Uma vez eu queimei muito a pele, uma vez eu fiquei muito doente com intoxicação alimentar. Eu não lembrava como era ser tocada sem sentir dor, eu não lembrava o que era sentir fome. Quando eu morrer, quando eu não respirar, eu não vou lembrar da falta de ar que eu sentia quando viva.
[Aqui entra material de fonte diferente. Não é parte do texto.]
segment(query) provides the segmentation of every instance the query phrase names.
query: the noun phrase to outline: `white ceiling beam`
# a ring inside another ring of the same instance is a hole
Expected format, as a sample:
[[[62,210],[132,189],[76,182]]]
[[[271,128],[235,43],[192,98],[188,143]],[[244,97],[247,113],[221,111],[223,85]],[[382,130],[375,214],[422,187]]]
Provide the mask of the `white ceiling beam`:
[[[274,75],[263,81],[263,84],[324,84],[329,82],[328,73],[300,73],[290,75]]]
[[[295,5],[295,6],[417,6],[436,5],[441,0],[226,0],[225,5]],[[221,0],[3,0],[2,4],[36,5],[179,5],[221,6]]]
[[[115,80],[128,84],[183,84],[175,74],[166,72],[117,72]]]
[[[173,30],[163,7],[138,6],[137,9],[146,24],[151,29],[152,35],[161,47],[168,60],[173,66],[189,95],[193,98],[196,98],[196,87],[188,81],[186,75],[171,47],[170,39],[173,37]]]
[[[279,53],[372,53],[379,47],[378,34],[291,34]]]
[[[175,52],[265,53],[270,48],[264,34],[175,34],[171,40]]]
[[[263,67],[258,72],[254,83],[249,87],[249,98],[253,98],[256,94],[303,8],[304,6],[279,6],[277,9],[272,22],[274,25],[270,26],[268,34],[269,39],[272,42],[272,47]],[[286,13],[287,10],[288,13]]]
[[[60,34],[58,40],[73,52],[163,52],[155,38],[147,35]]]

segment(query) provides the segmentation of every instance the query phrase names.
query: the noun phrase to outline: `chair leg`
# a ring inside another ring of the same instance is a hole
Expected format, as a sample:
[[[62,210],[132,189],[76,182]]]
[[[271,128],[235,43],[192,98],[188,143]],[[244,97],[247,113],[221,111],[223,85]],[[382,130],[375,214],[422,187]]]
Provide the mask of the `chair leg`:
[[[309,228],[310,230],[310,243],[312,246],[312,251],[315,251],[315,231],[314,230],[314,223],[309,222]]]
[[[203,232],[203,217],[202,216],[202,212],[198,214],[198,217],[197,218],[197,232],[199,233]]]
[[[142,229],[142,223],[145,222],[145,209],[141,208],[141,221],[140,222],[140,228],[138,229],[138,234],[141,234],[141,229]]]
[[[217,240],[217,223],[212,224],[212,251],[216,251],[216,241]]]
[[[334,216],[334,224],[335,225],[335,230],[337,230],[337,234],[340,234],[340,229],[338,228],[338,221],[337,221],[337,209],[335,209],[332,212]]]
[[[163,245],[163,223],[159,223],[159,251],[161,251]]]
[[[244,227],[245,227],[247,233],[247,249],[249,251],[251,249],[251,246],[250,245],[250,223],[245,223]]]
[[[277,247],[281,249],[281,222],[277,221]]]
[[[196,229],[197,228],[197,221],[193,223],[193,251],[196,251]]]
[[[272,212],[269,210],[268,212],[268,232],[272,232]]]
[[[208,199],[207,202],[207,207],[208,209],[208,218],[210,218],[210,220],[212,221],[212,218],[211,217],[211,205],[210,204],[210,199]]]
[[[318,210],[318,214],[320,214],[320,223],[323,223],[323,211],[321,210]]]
C. e X. moram em um país estrangeiro onde a moeda é mesma, mas não vale a mesma coisa; onde falam a mesma língua, mas usam as mesmas palavras. Lá não tem mar, tem um monte de coisas. Mas não tem mar.

1.8.07

O da navalha

Doa suas dores
E dói elas sozinho.
Desfiando a navalha
Com dentes de bronze e prata
Quase não sangra
E se sangra
Sangra frio.
Inalou o suor
Doce do cajueiro
E saiu um dia dizendo
Que ia matar um homem.

Despejou uma cana no pâncreas,
Assolou um quarto de hotel.
Rezando ele me jurou
Que era homem de bem –
Tola que sou, tola que sou,
Eu acreditei.

25.7.07

E descobriu-se bela...

O abandono da identidade X uma aceitação da beleza

Sendo maquiada para o olho implacável da câmera, sinto repulsa pelo meu “dia de rainha”. Mãos alheias ao meu corpo, e a unidade que ele representa, me manipulam para tornar minha imagem bela. Minhas sobrancelhas, e todos os meus demais pêlos, são depenados, minha pele arde, sufocada pela quarta camada de reboco cosmético. A chapinha de cerâmica arranca fios e mais fios do meu cabelo a cada nova investida, o curvex besuntado de rímel arranca cílios. Minhas perenes olheiras (fossos, na verdade) são comentadas e batalhadas, a penugem sobre os meus lábios é combatida com medidas drásticas. O secador queima o meu couro cabeludo, o difusor inferniza as minhas orelhas. Minhas unhas são inapropriadas, meus pés são demasiado brutos. Me recomendam que, durante a filmagem, eu não erga os braços para não expor um começo de pêlos sob a axila que não é louvável. Sentada em meu trono, não sinto tristeza, frustração ou raiva. Conforme constroem minha imagem bela o que eu sinto é a minha ausência e um leve enfado.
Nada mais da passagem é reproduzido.